El Proyecto de Ley recién presentado por el Gobierno establece que será lícito, sin autorización ni remuneración al titular, el uso de obras protegidas cuando este se realice exclusivamente para procesos de análisis como extracción, clasificación o minería de datos (textos, sonidos, imágenes), siempre que no exista “explotación encubierta”. El problema es que una IA entrenada con noticias, por ejemplo, puede competir con los medios.


Esta norma permite usar obras protegidas sin autorización ni pago solo para extracción, clasificación y análisis estadístico (minería de datos / IA), con un límite: no puede haber “explotación encubierta”. Esto no elimina el derecho de autor, pero introduce una nueva excepción legal (como ya existen muchas en Chile).


Esta norma busca facilitar el desarrollo de la inteligencia artificial, pero ha generado oposición por parte de la industria de contenidos (prensa, música, audiovisual), que sostiene que afecta la propiedad intelectual.


Lo primero es aclarar que no estamos ante una eliminación del derecho de autor, sino frente a una nueva excepción.
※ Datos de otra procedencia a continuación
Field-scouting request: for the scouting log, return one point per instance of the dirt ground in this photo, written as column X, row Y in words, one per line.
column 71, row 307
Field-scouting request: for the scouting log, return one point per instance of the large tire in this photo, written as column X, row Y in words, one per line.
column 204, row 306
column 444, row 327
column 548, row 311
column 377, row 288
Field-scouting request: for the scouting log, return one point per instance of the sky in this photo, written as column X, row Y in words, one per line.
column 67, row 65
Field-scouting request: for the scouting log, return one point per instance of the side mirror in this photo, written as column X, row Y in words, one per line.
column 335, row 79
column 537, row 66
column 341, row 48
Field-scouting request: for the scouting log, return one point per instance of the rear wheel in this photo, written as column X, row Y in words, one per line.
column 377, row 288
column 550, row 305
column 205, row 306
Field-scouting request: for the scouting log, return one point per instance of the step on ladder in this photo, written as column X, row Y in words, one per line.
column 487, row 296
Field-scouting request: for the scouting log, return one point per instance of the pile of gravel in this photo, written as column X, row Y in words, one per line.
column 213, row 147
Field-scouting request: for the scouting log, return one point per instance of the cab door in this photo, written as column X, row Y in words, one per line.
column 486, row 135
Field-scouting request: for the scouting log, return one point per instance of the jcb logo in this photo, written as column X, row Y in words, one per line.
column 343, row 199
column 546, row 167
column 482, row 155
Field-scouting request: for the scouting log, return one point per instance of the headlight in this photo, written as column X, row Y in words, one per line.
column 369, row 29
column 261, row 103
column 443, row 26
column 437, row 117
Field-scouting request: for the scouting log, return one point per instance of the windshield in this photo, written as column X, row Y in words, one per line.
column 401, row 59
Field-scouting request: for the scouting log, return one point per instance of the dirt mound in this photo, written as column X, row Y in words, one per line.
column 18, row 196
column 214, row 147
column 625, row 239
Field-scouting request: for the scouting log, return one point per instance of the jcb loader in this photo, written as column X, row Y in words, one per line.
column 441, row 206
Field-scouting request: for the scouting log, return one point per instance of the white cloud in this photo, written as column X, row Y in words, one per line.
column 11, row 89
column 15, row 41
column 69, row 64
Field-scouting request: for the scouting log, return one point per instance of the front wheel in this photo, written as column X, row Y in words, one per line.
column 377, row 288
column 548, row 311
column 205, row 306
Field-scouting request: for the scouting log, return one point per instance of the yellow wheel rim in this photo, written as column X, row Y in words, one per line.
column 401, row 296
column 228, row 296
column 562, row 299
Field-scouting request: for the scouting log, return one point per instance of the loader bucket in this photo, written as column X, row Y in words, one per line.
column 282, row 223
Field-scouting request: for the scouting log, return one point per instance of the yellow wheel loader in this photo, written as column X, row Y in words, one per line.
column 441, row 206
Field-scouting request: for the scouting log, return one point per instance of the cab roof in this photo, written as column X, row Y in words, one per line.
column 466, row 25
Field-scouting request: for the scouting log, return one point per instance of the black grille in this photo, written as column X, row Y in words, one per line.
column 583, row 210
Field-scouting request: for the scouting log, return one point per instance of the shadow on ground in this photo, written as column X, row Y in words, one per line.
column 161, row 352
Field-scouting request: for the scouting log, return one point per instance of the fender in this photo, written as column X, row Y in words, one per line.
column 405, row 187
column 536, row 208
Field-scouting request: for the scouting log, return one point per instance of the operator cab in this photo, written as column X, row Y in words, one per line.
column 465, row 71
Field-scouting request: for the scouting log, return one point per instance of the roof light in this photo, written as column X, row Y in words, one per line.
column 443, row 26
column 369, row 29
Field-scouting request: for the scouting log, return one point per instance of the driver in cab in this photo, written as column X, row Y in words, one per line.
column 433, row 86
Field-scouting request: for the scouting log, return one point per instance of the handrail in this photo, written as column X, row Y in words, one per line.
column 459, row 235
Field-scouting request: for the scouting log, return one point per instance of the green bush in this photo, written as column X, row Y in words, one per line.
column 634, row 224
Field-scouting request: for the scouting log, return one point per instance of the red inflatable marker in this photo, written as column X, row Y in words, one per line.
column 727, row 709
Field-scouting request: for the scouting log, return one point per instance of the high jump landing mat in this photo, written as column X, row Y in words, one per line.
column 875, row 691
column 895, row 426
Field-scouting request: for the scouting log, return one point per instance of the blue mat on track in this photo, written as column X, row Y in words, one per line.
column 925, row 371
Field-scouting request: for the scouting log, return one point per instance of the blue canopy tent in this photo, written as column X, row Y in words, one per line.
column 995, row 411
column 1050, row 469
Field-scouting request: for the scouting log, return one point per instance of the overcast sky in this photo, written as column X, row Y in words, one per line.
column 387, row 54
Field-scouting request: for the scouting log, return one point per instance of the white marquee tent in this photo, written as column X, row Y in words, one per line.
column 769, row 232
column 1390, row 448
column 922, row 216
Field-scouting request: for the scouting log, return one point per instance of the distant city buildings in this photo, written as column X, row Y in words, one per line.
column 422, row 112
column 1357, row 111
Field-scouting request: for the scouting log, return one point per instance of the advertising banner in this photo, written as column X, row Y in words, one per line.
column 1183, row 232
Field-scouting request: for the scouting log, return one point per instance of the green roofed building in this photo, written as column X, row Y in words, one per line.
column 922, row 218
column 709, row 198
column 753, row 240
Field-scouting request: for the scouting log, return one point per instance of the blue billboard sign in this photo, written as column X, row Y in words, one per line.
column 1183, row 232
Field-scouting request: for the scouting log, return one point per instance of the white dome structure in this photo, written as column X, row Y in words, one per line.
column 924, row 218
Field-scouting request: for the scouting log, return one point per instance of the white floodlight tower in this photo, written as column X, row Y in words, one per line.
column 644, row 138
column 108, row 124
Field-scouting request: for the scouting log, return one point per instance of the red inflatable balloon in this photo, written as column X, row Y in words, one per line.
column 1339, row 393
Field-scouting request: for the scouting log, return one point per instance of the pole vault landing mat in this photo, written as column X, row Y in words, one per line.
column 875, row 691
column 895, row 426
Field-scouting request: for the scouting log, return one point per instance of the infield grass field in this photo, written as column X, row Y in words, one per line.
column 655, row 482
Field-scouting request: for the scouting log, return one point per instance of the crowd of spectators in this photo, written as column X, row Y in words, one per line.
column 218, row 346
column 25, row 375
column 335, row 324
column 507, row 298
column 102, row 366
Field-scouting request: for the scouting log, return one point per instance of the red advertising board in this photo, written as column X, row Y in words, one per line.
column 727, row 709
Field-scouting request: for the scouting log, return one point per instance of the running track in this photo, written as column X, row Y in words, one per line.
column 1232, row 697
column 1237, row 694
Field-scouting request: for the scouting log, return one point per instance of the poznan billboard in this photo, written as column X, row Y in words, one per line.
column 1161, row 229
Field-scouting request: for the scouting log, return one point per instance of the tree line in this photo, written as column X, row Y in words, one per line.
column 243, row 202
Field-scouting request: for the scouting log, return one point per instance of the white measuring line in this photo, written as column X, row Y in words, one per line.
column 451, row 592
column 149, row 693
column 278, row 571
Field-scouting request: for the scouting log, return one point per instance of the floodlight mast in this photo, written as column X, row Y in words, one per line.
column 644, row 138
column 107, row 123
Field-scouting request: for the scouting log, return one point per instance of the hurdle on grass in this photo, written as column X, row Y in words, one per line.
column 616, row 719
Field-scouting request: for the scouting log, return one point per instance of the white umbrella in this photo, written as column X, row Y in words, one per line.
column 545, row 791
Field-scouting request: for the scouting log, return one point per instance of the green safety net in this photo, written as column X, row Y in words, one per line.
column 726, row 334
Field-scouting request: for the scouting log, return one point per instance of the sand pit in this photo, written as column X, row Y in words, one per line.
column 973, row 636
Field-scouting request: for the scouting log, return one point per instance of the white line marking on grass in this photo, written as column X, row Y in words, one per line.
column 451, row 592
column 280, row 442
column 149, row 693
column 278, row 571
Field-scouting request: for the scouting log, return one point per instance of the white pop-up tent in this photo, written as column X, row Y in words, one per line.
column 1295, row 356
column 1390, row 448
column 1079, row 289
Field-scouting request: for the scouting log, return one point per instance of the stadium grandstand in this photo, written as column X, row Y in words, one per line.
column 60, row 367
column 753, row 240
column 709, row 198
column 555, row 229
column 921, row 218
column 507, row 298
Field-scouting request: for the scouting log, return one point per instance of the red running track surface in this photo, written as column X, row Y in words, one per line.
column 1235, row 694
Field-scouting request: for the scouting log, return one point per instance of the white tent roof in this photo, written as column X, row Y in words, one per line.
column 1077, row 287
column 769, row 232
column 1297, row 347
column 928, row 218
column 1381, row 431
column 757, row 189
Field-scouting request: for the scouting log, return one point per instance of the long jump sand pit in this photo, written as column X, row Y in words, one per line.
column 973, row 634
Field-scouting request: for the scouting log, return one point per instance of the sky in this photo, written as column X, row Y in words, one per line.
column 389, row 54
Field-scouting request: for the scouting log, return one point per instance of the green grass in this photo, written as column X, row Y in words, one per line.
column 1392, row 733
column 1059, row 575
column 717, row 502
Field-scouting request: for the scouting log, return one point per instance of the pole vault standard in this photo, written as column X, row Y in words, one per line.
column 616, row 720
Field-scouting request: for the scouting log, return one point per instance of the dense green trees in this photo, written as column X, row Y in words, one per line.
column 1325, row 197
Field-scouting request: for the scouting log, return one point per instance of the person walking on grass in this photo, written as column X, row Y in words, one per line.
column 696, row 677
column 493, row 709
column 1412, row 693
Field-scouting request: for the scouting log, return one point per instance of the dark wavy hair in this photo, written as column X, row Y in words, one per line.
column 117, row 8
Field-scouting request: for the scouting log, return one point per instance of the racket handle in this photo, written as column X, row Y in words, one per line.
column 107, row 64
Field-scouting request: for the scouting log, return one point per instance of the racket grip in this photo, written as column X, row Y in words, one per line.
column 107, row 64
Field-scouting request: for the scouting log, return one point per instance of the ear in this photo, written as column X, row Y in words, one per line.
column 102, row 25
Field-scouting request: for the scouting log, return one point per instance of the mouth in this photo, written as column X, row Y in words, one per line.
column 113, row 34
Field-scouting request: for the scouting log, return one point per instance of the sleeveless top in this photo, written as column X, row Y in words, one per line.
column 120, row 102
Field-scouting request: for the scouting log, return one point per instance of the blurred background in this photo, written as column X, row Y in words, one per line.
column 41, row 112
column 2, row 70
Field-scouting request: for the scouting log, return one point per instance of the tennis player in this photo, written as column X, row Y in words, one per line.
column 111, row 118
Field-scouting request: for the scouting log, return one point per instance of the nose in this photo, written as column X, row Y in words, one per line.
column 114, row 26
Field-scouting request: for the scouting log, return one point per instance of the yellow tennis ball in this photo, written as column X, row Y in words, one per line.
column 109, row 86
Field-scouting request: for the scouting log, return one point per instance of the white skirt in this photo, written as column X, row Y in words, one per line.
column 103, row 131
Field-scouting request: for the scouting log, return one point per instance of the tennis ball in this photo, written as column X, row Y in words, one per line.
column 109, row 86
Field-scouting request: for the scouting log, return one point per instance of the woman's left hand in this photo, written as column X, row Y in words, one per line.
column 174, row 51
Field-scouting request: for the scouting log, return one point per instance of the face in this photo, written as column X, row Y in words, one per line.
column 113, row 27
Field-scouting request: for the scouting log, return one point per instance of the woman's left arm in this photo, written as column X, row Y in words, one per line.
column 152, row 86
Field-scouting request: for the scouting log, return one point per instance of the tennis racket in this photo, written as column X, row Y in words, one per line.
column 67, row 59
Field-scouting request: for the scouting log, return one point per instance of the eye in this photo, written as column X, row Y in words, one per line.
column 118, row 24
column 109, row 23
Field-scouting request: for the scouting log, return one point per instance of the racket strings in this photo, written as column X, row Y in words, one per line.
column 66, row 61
El uso permitido no es para consumo humano —leer, escuchar o ver una obra—, sino para análisis estadístico: extracción de patrones, clasificación de datos, entrenamiento de modelos. Es, en términos simples, un uso distinto.


Sin embargo, la preocupación de los creadores tiene fundamento. La inteligencia artificial no solo aprende de esos contenidos: también puede generar productos que compiten con ellos. El riesgo no está en el acto de entrenamiento, sino en sus efectos económicos. Menos visitas a medios, menos reproducciones musicales, menos ingresos. Es una presión real sobre un sector que ya enfrenta cambios estructurales.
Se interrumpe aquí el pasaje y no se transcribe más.